Il rullo piano piano mi riporta fuori da tunnel. Faccio un respiro profondissimo che muove tutto il mio corpo: anche stavolta ce l’ho fatta.
L’aria… invisibile e apparentemente inesistente eppure così necessaria, adesso non mi manca più.

Sveglia naturale

Ecco, sono tornati. Un po’ presto rispetto agli ultimi anni.
La mia sveglia naturale, la mia poesia mattutina.
Gli uccellini sugli alberi!
Nel passato mi svegliavo con il loro canto, e rimanevo nel letto per ascoltarli.
Mi alzavo e mi preparavo il caffe, la Moka. Poi assaporavo quel liquido scuro e bollente, fuori nel balcone. L’aria frizzante sul mio viso.
Sentivo l’energia diffondersi nel mio corpo e mi caricavo per tutta la giornata. Un leone pronto ad affrontare qualsiasi cosa.
Ora, mi svegliano troppo presto, dopo una nottata piena di sogni dove devo difendermi sparando e non riesco a caricare le munizioni. Forse gioco troppo agli spara zombie. Il mio sonno è spesso interrotto.
E poi mi mettono ansia. Si ansia. Purtroppo il loro cinquettio mi ricorda quei giorni in cui eravamo obbligati a restare chiusi in casa.
Sapevo che quel suono pre annunciava un’altra giornata uguale a quella di prima. Colazione e apertura del PC per lavorare in smart working. Pranzo in compagnia di mio figlio e poi ancora lavoro. Cena con mio figlio e letto. Giornate tutte uguali. Senza sapere quando saremmo usciti da questa crisi.
In effetti però ne siamo usciti.
E allora magari questa mattina mi farò un caffè e lo berrò fuori nel balcone.

Elogio

Ci conoscevamo da più di vent’ anni.
Sorrido al tuo pensiero. Di sicuro io conosco lati della tua vita che neanche la tua famiglia conosce.
Appena assunta ti chiamavo “Dottore”, lo pretendevi da tutti i tuoi dipendenti.
Ma da lì a poco, complice la mia sfrontatezza, ho ottenuto il permesso di usare il tuo nome in privato, e poi, più avanti, davanti a tutti.
Ti conoscevo bene. Sapevo cosa ti faceva arrabbiare e cosa ti compiaceva.
Un punto fermo della tua vita, la tua famiglia. Tua moglie e i tuoi figli.
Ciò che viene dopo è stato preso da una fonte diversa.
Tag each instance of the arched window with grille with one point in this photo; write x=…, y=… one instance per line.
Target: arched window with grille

Ci sono stati periodi che l’hai messa a rischio per un capriccio. Per lo stesso capriccio hai messo fine ad un’amicizia che aveva creato il tuo gioiello: la tua azienda.
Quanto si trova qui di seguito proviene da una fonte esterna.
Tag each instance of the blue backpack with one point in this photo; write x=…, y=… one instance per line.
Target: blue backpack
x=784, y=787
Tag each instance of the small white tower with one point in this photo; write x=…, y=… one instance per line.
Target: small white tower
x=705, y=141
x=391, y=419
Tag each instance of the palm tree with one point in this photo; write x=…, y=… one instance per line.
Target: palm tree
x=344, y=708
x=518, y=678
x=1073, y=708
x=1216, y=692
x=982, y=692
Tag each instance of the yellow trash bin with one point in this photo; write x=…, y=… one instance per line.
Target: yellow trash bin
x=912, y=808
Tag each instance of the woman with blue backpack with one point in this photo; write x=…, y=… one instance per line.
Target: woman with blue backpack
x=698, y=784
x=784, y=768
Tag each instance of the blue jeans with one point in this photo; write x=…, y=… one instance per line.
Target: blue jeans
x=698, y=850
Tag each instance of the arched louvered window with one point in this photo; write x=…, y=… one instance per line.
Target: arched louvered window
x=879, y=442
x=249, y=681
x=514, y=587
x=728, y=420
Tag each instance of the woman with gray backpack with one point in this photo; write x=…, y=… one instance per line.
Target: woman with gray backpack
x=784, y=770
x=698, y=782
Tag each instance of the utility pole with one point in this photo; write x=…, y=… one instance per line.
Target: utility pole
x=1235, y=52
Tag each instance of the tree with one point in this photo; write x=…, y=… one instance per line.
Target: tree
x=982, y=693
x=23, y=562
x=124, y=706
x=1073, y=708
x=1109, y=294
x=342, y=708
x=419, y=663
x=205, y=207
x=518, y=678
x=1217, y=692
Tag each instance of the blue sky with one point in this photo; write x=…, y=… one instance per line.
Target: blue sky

Lei, la tua creatura. L’hai fatta nascere, modellata, nutrita. E quando è diventata grande e sicura ne hai fatto la tua sala giochi.
Tutto girava intorno ad un unico obiettivo. Chiudere l’ultima grande trattativa del momento. Non importava se si trattasse di acquisto e vendita di merci o di servizi. L’importante per te era sedersi al tavolo da gioco con gli altri giocatori. È come il poker, giocare con le tue carte, a volte bleffando. Alzarsi da quel tavolo sapendo di aver chiuso un affare.
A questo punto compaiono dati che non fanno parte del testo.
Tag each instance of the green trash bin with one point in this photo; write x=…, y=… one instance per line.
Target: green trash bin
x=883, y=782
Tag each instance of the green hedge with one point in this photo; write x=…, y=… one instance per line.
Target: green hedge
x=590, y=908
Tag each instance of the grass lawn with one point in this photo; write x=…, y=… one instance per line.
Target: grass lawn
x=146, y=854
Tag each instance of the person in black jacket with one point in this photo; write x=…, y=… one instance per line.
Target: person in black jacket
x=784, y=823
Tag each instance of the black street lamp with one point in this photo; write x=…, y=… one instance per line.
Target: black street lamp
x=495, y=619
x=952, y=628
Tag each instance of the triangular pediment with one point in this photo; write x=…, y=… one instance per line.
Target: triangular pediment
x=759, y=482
Certo i soldi non li disdegnavi, anzi. Chi ti conosceva superficialmente ha sempre pensato che tu ammirassi il dio denaro, ma la verità era che ti sentivi vivo solo quando potevi giocare. I soldi erano solo una conseguenza di quanto eri bravo.
Nonostante gli ultimi tempi non lavorassi più in azienda, continuavi nel tuo privato a divertirti. Era più forte di te.
Era una giornata di sole, io stavo parlando di te con un cliente a pranzo, mentre i medici cercavano di salvarti la vita. Da li a poche ore, ricevevo la notizia che tu non c’eri più.
Ora sei nella tua ultima dimora. La terra ti accoglie. Tutto ciò che di terreno hai lasciato non lo puoi portare con te. Molti vedranno solo questo. Io con me porto l’esperienza che ti ho rubato per tutti questi anni.
Sorrido guardando il tuo ufficio vuoto. So che non tornerai, ma spero,  che in qualche modo,  mi guardi mentre chiudo la mia ultima trattativa e sorridi anche tu pensando che questo è anche un po’ merito tuo.